Viewpoint

Josh Dehaas: Forget the ‘American-style’ boogeyman, Canadian health care should be more like Norway’s

In Norway, about 10 percent of people have private insurance
An emergency sign is seen outside a hospital in Montreal, Monday, July 10, 2023. Christinne Muschi/The Canadian Press.

February’s announcement that the Trudeau government had made a deal with the NDP to push the ball forward on pharmacare doesn’t appear to have resonated in the polls. That’s not surprising. Canadians are saying loud and clear that pharmacare isn’t even their top priority for health care.

That’s evident from new research conducted by Leger on behalf of my organization, the Canadian Constitution Foundation, SecondStreet.org, and the Montreal Economic Institute. 

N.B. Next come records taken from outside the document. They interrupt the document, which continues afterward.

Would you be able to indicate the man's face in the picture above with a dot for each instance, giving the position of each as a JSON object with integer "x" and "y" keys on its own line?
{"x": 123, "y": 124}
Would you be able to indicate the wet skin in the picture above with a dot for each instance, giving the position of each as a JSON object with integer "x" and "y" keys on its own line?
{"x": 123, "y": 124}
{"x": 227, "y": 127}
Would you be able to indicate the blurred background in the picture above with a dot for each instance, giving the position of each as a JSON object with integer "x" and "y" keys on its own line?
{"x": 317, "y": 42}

Leger asked 2,017 adult Canadians to pick the top three health-care problems that most “need fixing.” National pharmacare came in second last of nine options. Just 14 percent had pharmacare in their top three while nearly two-thirds (65 percent) chose the lack of family doctors, more than half (52 percent) chose ER wait times, and nearly half (44 percent) selected wait times for surgeries and other common treatments. 

Canadians may support pharmacare in principle, but it’s hardly among their most pressing health-care concerns like faster access to doctors, emergency rooms, and surgeons. 

And yet, there may be a way to do it all. Canada may be able to deliver not only the must-haves like universal primary care but also the nice-to-haves like drug coverage for those currently falling through the cracks. It would just take some courage from politicians. 

There is an obvious way to find the money: it would simply require amending the Canada Health Act to make explicit that provinces would no longer be penalized if they allowed a small number of willing patients to buy quicker care so that provinces can loosen their rules.

This would then free up scarce resources such that provinces could expand public drug coverage beyond their current programs. One might think of it as a policy swap whereby public coverage would be somewhat curtailed for hospital and physician services and somewhat expanded for drugs.

Before you label me a monster for supporting the dreaded “two-tier American-style health care,” please consider the facts. Canada stands alone among wealthy nations in outlawing privately funded, medically necessary surgical and hospital care, and it also ranks among the worst for outcomes despite spending more than most, 10th out of 11, according to the Commonwealth Fund. As anyone who’s seen the subway ads advertising clinics in Buffalo knows, we already have two tiers: those who can afford to leave the country for prompt care and those who can’t. 

The question we should ask is not whether we can stomach two-tier care but whether most of us would be better off if we allowed a small percentage of people who are unable or unwilling to languish on lengthy waitlists to spend their own money here in Canada to get seen faster.

Perhaps that’s not ideal from an equity perspective, but here’s why it would be better than the status quo. Norway ranks number one and it spends about the same as Canada while running circles around us on access, outcomes, and equity. In Norway, about 10 percent of people have private insurance that allows them quicker access to things like elective surgeries and specialists. This makes the other 90 percent better off: fewer patients to serve means the public system can do more with the same.

Wheelchairs await non-ambulatory patients at the University of Calgary Medical Clinic in Calgary, Alta., Thursday, Nov. 17, 2022. Jeff McIntosh/The Canadian Press.

The usual suspects who defend Canada’s state monopoly like to claim that allowing even modest levels of private payment would drain health-care workers out of the public system. What they never mention is that allowing private dollars to be spent in Canada (dollars that are often already being spent abroad) would allow us to train and hire more doctors and nurses. We have 2.8 doctors per 1,000 people according to the OECD. Norway has 5.2 per 1,000.

The best part? Because some wealthy people are paying their own way or are covered by their employers, the Norwegian government can afford to cover drugs for all with modest copays. That’s right, Canada may be able to finally have the social safety net to which we have always aspired if we amend the Canada Health Act and allow some patients to pay their own way. Provinces could then change their currently restrictive rules to allow more private money to pay for care, taking a huge burden off the public system, and in turn expand public drug coverage for those in need.

The good news is that most Canadians are ahead of the politicians in realizing that major changes are needed and that shovelling more borrowed money into an overburdened public system isn’t working. When asked, 64 percent agreed “major change is needed” while only five percent agreed that “the system needs no change, just more public funding.”

If politicians are willing to pull the Band-Aid, they’d find plenty of support. We’d end up with a public system that does a better job offering not only acute-care essentials but can also afford to fund frills like pharmacare.